1st: puto, putare, putavi, putatus, think
2nd: doceo, docere, docui, doctus, teach
3rd: lego, legere, legi, lectus, read
3rd (-io): capio, capere, cepi, captus, take
4th: aperio, aperire, aperui, apertus, open
The five aspects of a verb are: Person, Number, Tense, Voice, and Mood.
• Person: 1st, 2nd, 3rd
• Number: Singular, Plural
• Tense: Present, Imperfect, Future (the Present System); Perfect, Pluperfect, Future Perfect (the Perfect System)
• Voice: Active, Passive
• Mood: Indicative, Subjunctive, Infinitive, Participle, Imperative
There are thus approximately 172 forms for any regular Latin verb.
- Study Latin at least fifteen solid minutes every day of the week, (that means tunnel vision from 0–15, no distractions, no touching or looking at a phone, not even a bathroom break
- Re-translate, as soon as possible, on the same day, what we have translated together in class, to consolidate and firmly establish new knowledge,
- Seek extra help—don’t wait until you have a problem!—outside of class, not only from the instructor, who is available before/after school every day, but also from classmates.
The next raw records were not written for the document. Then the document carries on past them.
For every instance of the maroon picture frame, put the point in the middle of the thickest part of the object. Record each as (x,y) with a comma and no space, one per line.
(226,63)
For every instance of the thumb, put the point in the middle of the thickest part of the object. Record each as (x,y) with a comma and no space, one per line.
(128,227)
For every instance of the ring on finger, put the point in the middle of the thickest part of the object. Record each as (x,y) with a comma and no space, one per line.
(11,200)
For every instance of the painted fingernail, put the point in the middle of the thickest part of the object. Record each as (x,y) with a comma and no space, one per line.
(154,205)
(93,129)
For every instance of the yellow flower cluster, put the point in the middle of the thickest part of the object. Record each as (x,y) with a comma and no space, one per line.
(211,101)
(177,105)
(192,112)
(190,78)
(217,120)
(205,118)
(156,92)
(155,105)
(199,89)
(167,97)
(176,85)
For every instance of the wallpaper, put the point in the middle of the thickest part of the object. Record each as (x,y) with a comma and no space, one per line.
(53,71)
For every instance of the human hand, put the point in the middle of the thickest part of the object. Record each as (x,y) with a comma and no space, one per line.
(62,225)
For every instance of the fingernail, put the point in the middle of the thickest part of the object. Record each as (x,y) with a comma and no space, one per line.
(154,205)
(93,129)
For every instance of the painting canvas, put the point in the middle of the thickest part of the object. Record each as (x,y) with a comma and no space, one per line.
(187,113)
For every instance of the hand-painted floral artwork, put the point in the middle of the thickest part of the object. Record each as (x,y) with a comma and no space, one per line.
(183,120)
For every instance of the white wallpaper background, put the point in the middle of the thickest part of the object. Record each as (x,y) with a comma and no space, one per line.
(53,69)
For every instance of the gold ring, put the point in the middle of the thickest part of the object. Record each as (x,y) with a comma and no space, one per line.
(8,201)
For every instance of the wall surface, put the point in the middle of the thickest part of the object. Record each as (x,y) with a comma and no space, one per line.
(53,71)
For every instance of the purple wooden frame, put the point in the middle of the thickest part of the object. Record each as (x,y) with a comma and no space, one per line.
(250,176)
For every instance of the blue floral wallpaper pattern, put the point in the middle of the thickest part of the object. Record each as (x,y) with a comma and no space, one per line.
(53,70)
Students in more advanced Latin classes than you are will be happy to help!
- Do synopses and DANS, at least one per week.
• Latin DAN (worth one quiz grade of extra credit)
• Dr. Yaceczko’s Latin Verb Synopsis (worth double extra credit)
• Latin Verb Synopsis JV (worth one quiz grade of extra credit)
• Allen and Greenough’s New Latin Grammar
° a PDF of this and many other useful Latin and Greek language learning texts can be found at Textkit.com: https://www.textkit.com/learn/ID/109/author_id/42/
• Logeion online Latin and Greek dictionaries
Turn in two Latin DANs (this form contains two) and two Latin Verb Synopses (JV) (this form contains one) per month, on the last day of each month, for a total of six (6) DANs and six (6) JV Synopses, due on June 30th, July 31st, and August 31st. These should be e-mailed to the instructor.
• DANs must have a noun and adjective from different declensions.
Here you may find a sample of a Completed DAN.
Do the six phrases below:
this republic: haec res publica
hic, haec, hoc; res, rei, f.; publicus, -a, -um
that first charge: ille primus impetus
ille, illa, illud; primus, -a, -um; impetus, -us, m.
the very queen who pardons: ipsa regina parcens
ipse, ipsa, ipsum; regina, -ae, f.; parcens, parcentis
a certain king that will return: quidam rex rediturus
quidam, quaedam, quoddam; rex, regis, m.; rediturus, -a, -um
the same oath to be sworn: idem ius iurandum
idem, eadem, idem; ius, iuris, n.; iurandus, -a, -um
that stronger castle: istud castellum validius
iste, ista, istud; castellum, -i, n.; validior, validius
• Synopses must have a regular transitive verb (not an intransitive or a deponent verb).
Here you may find a Sample of a Completed JV Latin Verb Synopsis. Dr. Yaceczko and Mr. Babendreier have different forms—make sure you get the right one:
Do the six verbs below:
1st: puto, putare, putavi, putatus, think—1st person singular
2nd: doceo, docere, docui, doctus, teach—2nd person singular
3rd: lego, legere, legi, lectus, read—3rd person singular
3rd (-io): capio, capere, cepi, captus, take—1st person plural
4th: aperio, aperire, aperui, apertus, open—2nd person plural
irregular: fero, ferre, tuli, latus, bear (carry)—3rd person plural
This is the minimum. Any DANs and Synopses done over the summer (beyond the minimum) will count as extra credit toward your first quarter grade.
You will have to choose your own words to make these. It is recommended that you choose words from the Dickinson College Latin Vocabulary List.